When toxicity progresses to cardiac arrest, the guidelines for advanced cardiac life support are reasonable.33 However, you could substitute amiodarone and vasopressin for lidocaine and epinephrine, respectively.34-36 With unresponsive bupivacaine cardiac toxicity, considered intravenous lipid or cardiopulmonary bypass.37 Recent animal experiments demonstrate the remarkable ability of lipid infusion to resuscitate animals from bupivacaine overdosage, even after 10 minutes of unsuccessful conventional resuscitative efforts.38-40 The first reports of lipid being used for human resuscitation from local anesthetic toxicity are only now emerging.

Known and unknown
Local anesthetics have come a long way from the days when cocaine was used to produce spinal and epidural anesthesia.

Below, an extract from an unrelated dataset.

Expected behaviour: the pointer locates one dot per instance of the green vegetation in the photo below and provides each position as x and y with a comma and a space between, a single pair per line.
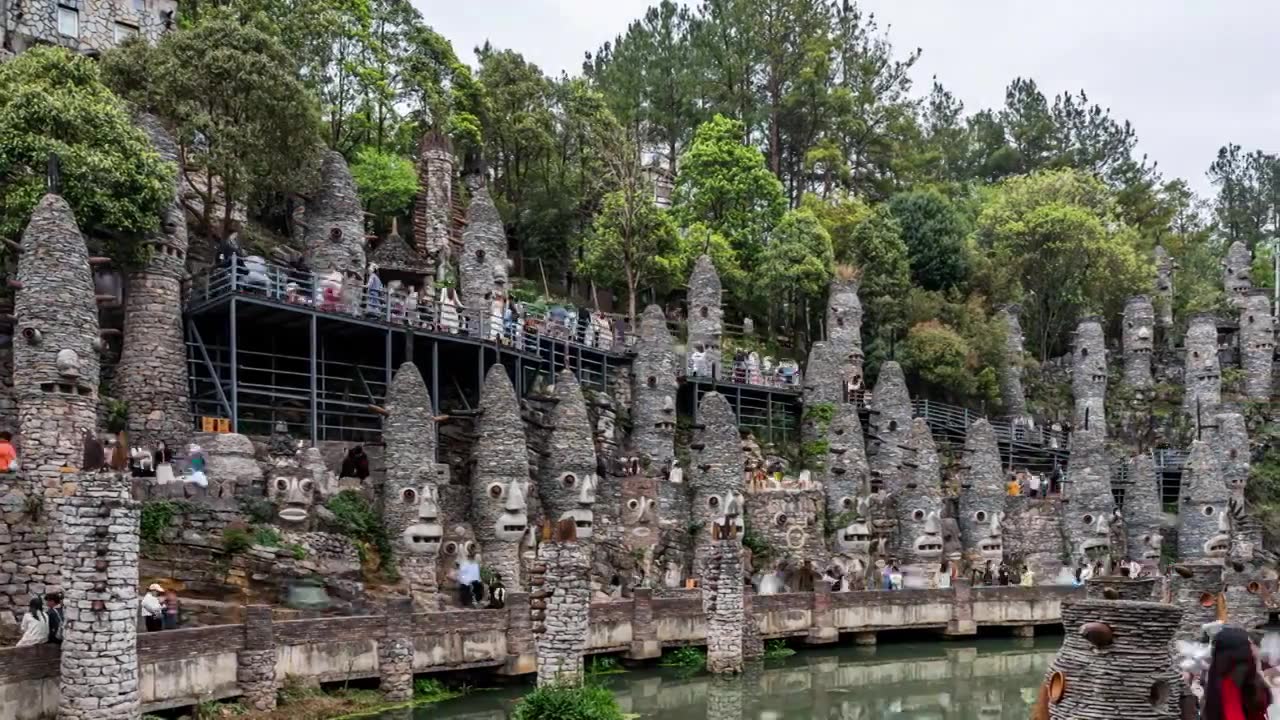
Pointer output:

As the range of options has increased, so has our appreciation for the myriad toxic effects of these drugs.41

After 120 years of medical use, some features of local anesthesia are well understood: Peripheral nerve blocks are almost certainly the result of inhibition of sodium-ion channels in neuronal membranes. Conversely, the mechanisms of spinal and epidural anesthesia remain poorly defined.

In addition, the mechanisms by which local anesthetics produce CV toxicity likely vary with the more potent agents (such as bupivacaine) producing arrhythmias through (likely) sodium-ion-channel action, and with the less potent agents (such as lidocaine) producing myocardial depression via other pathways.